## Document A: FAQ

### Strategy 

Custom Chunking(Chunking by Q & A )

### Reason
The document to be chunked is FAQ which implies it consists of questions and answers. Chunking should be done by Q and A to provide the full context for our LLms and preserve semantic relationship between a question and its answer.


### Implement the chunking

In [3]:
def custom_chunk(text):
    q_as = text.split("\n\n")
    chunks = []
    for chunk in q_as:
        chunks.append(chunk.strip())
    return chunks 


text = """
Q: What is the return policy?
A: Items can be returned within 30 days of purchase with original receipt.

Q: Do you offer international shipping?
A: Yes, we ship to over 50 countries worldwide. Shipping times vary by location.

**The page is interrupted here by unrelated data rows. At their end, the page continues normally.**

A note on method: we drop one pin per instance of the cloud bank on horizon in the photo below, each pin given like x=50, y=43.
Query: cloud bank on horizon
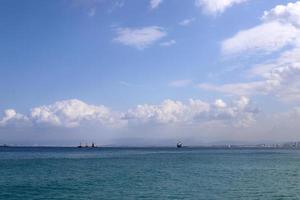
x=258, y=101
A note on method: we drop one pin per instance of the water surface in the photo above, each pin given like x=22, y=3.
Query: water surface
x=149, y=173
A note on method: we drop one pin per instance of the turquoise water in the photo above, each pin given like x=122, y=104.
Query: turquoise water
x=148, y=173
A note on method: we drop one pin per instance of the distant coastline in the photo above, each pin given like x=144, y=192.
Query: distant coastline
x=285, y=145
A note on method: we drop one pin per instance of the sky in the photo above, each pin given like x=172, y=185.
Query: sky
x=149, y=72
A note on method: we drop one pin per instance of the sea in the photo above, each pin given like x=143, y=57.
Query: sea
x=148, y=173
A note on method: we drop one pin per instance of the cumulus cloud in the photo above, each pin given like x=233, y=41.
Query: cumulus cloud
x=279, y=28
x=11, y=117
x=155, y=3
x=73, y=113
x=238, y=113
x=140, y=38
x=216, y=6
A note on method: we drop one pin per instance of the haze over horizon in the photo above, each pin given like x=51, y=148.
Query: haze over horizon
x=146, y=72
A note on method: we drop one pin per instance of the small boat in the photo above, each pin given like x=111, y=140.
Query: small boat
x=179, y=144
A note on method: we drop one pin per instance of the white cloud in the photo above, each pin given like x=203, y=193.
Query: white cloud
x=11, y=117
x=180, y=83
x=279, y=77
x=279, y=28
x=73, y=113
x=168, y=43
x=239, y=113
x=267, y=37
x=139, y=38
x=219, y=103
x=155, y=3
x=216, y=6
x=289, y=13
x=186, y=22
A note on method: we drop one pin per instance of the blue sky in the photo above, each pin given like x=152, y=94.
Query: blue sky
x=238, y=57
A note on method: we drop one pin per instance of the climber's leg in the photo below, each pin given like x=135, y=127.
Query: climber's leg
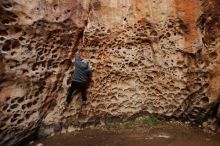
x=70, y=93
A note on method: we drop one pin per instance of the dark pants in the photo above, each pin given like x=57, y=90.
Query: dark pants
x=81, y=87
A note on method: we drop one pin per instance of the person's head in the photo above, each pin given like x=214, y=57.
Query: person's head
x=85, y=61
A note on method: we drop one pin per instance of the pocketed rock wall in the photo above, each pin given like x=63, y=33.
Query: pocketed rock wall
x=148, y=57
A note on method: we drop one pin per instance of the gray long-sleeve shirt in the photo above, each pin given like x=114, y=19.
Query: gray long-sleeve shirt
x=82, y=70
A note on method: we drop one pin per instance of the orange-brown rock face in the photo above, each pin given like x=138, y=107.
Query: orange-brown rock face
x=149, y=57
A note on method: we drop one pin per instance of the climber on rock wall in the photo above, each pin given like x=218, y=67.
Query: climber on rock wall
x=80, y=79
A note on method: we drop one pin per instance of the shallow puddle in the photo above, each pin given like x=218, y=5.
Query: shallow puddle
x=161, y=135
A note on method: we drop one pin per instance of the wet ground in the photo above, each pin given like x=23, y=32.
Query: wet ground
x=168, y=134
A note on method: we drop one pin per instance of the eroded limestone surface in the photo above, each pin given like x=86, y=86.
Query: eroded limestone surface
x=149, y=57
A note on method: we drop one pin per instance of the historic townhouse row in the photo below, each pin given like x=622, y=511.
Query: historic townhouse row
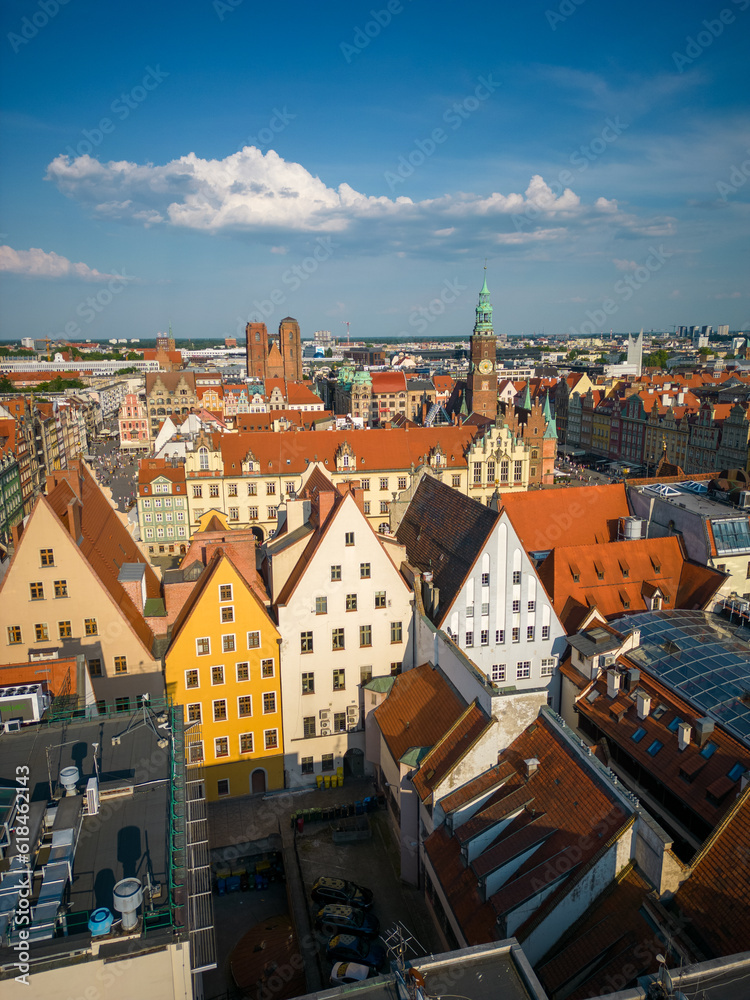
x=249, y=476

Q: How do I track my order?
A: Use the tracking number sent to your email after shipment.
    """

chunks = custom_chunk(text)

print(f"Number of chunks: {len(chunks)}\n")
for i, chunk in enumerate(chunks, 1):
    print(f"Chunk {i} ({len(chunk)} chars):")
    print(chunk)
    print("-" * 80)


Number of chunks: 3

Chunk 1 (104 chars):
Q: What is the return policy?
A: Items can be returned within 30 days of purchase with original receipt.
--------------------------------------------------------------------------------
Chunk 2 (120 chars):
Q: Do you offer international shipping?
A: Yes, we ship to over 50 countries worldwide. Shipping times vary by location.
--------------------------------------------------------------------------------
Chunk 3 (89 chars):
Q: How do I track my order?
A: Use the tracking number sent to your email after shipment.
--------------------------------------------------------------------------------


## Document B: Technical Documentation

### Strategy

Sentence Chunking

### Reason

Fixed sized(Word) chunking might split in the middle making it difficult for our LLMs to derive context. Paragraph chunking on the other hand might make it more difficult for our LLMs to pinpoint specific information which might result in latency. Sentence chunking with overlapping chunks is the best strategy for this task.

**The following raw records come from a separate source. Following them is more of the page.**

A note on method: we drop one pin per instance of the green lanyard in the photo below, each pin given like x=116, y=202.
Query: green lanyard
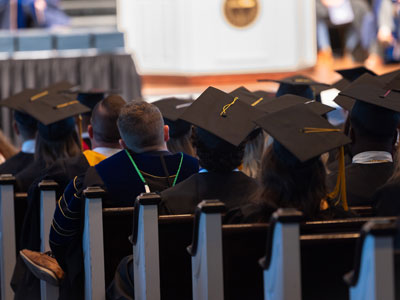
x=141, y=176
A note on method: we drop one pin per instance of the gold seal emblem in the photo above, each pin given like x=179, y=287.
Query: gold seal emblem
x=241, y=13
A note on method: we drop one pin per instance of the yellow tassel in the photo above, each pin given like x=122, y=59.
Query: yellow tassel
x=40, y=95
x=66, y=104
x=257, y=101
x=225, y=108
x=80, y=130
x=339, y=191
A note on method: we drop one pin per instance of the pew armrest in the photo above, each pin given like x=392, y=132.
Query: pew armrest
x=375, y=228
x=282, y=215
x=207, y=207
x=7, y=179
x=142, y=199
x=48, y=185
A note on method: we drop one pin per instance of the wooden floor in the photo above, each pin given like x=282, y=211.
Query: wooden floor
x=155, y=87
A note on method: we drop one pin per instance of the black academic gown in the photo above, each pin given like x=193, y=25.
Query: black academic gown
x=117, y=176
x=362, y=181
x=16, y=163
x=24, y=284
x=386, y=200
x=233, y=188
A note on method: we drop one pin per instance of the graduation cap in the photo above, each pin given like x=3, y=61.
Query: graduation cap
x=52, y=110
x=297, y=85
x=90, y=99
x=354, y=73
x=345, y=100
x=300, y=136
x=304, y=134
x=247, y=97
x=376, y=110
x=172, y=109
x=222, y=115
x=350, y=75
x=276, y=104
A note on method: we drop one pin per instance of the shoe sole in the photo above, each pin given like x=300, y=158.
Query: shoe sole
x=39, y=271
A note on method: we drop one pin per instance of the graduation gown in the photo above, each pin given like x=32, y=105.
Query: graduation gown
x=16, y=163
x=362, y=181
x=24, y=284
x=117, y=176
x=233, y=188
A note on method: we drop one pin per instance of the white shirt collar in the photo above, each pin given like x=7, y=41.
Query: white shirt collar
x=28, y=146
x=106, y=151
x=372, y=157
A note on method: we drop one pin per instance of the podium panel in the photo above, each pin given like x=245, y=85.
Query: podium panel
x=191, y=37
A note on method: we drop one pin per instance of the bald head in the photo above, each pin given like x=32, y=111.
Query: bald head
x=104, y=119
x=142, y=127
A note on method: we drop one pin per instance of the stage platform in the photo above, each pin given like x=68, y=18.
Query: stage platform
x=155, y=87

### Implement the chunking

In [4]:
def chunk_by_sentences(text, max_chunk_size = 100):
  import re
  sentences = re.split(r'(?<=[.!?])\s+', text)
  chunks = []
  current_chunk = ""

  for sentence in sentences:
    #Check if adding this sentence would exceed max size
    if len(current_chunk) + len(sentence) > max_chunk_size and current_chunk:
      chunks.append(current_chunk.strip())
      current_chunk = sentence
    else:
      current_chunk += " " + sentence if current_chunk else sentence

  if current_chunk:
    chunks.append(current_chunk.strip())

  return chunks

doc = """
        Installation Guide

        Step 1: Download the installer from our website.
        Extract the zip file to your desired location.

        Step 2: Run setup.exe as administrator.
        Follow the on-screen instructions.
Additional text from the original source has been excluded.